Crystallize is an elegant, lightweight Python framework designed to help data scientists, researchers, and machine learning practitioners turn hypotheses into crystal-clear, reproducible experiments.


Why Crystallize?

  • Clarity from Complexity: Easily structure your experiments, making it straightforward to follow best scientific practices.
  • Repeatability: Built-in support for reproducible results through immutable contexts, lockfiles, and robust pipeline management.
  • Statistical Rigor: Hypothesis-driven experiments with integrated statistical verification.

Core Concepts

Crystallize revolves around several key abstractions:

  • DataSource: Flexible data fetching and generation.
  • Pipeline & PipelineSteps: Deterministic data transformations. Steps may be synchronous or async functions and are awaited automatically.
  • Hypothesis & Treatments: Quantifiable assertions and experimental variations.
  • Statistical Tests: Built-in support for rigorous validation of experiment results.
  • Optimizer: Iterative search over treatments using an ask/tell loop.

Getting Started

Installation

Crystallize uses pixi for managing dependencies and environments:

pixi install crystallize-ml

Quick Example

from crystallize import (
    DataSource,
    Hypothesis,
    Pipeline,
    Treatment,
    Experiment,
    SeedPlugin,
    ParallelExecution,
)

# Example setup (simple)
pipeline = Pipeline([...])
datasource = DataSource(...)
t_test = WelchTTest()

@hypothesis(verifier=t_test, metrics="accuracy")
def rank_by_p(result):
    return result["p_value"]

hypothesis = rank_by_p()

treatment = Treatment(name="experiment_variant", apply_fn=lambda ctx: ctx.update({"learning_rate": 0.001}))

experiment = Experiment(
    datasource=datasource,
    pipeline=pipeline,
    plugins=[SeedPlugin(seed=42), ParallelExecution(max_workers=4)],
)
experiment.validate()
result = experiment.run(
    treatments=[treatment],
    hypotheses=[hypothesis],
    replicates=3,
)
print(result.metrics)
print(result.hypothesis_result)
result.print_tree()

Command Line Interface

Crystallize ships with an interactive CLI for discovering and executing experiments or experiment graphs.

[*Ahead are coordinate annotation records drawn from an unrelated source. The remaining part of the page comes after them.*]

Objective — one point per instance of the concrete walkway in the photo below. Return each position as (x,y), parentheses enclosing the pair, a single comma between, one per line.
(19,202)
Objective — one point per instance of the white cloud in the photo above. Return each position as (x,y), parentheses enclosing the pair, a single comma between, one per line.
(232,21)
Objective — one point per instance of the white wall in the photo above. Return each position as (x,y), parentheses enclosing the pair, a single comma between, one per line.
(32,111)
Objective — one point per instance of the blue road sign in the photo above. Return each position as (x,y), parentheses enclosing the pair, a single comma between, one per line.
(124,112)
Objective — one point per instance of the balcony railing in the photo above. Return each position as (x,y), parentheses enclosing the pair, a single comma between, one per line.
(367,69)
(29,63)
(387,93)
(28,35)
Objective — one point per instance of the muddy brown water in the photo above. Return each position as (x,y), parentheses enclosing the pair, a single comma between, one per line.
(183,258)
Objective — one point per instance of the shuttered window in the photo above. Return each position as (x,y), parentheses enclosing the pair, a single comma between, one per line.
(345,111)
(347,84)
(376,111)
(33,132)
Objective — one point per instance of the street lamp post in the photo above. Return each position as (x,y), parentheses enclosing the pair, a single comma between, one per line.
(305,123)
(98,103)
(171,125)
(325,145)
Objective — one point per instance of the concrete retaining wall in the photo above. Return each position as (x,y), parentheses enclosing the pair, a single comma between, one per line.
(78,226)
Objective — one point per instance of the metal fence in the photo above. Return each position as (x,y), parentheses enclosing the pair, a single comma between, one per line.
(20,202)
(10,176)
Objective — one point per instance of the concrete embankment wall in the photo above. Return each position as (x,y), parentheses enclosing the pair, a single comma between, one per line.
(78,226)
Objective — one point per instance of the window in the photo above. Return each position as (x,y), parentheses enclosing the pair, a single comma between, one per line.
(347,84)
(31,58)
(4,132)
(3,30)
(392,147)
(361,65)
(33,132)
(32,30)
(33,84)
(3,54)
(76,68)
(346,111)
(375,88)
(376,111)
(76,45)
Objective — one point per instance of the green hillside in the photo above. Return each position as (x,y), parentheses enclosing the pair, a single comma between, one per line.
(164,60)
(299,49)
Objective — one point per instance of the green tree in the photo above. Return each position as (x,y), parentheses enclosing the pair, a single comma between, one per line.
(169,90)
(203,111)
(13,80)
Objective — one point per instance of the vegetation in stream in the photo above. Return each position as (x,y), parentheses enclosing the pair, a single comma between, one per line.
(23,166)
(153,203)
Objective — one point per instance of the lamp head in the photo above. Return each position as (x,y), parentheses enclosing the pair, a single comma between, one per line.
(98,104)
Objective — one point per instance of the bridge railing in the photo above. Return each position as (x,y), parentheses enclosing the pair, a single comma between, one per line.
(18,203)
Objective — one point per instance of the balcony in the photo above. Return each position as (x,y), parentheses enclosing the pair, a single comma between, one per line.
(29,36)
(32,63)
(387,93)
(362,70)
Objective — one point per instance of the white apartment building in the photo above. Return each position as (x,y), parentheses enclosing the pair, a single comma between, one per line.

# Discover and run a single experiment
crystallize run experiment

# Discover and run a graph from a specific directory
crystallize run graph --path ./my_project/experiments

# Preview actions without executing
crystallize run graph --dry-run

Project Structure

crystallize/
├── datasources/
├── experiments/
├── pipelines/
├── plugins/
└── utils/

Key classes and decorators are re-exported in :mod:crystallize for concise imports:

from crystallize import Experiment, Pipeline, ArtifactPlugin

This layout keeps implementation details organized while exposing a clean, flat public API.


Roadmap

  • Advanced features: Adaptive experimentation, intelligent meta-learning
  • Collaboration: Experiment sharing, templates, and community contributions

Contributing

Contributions are very welcome! Please see CONTRIBUTING.md for guidelines.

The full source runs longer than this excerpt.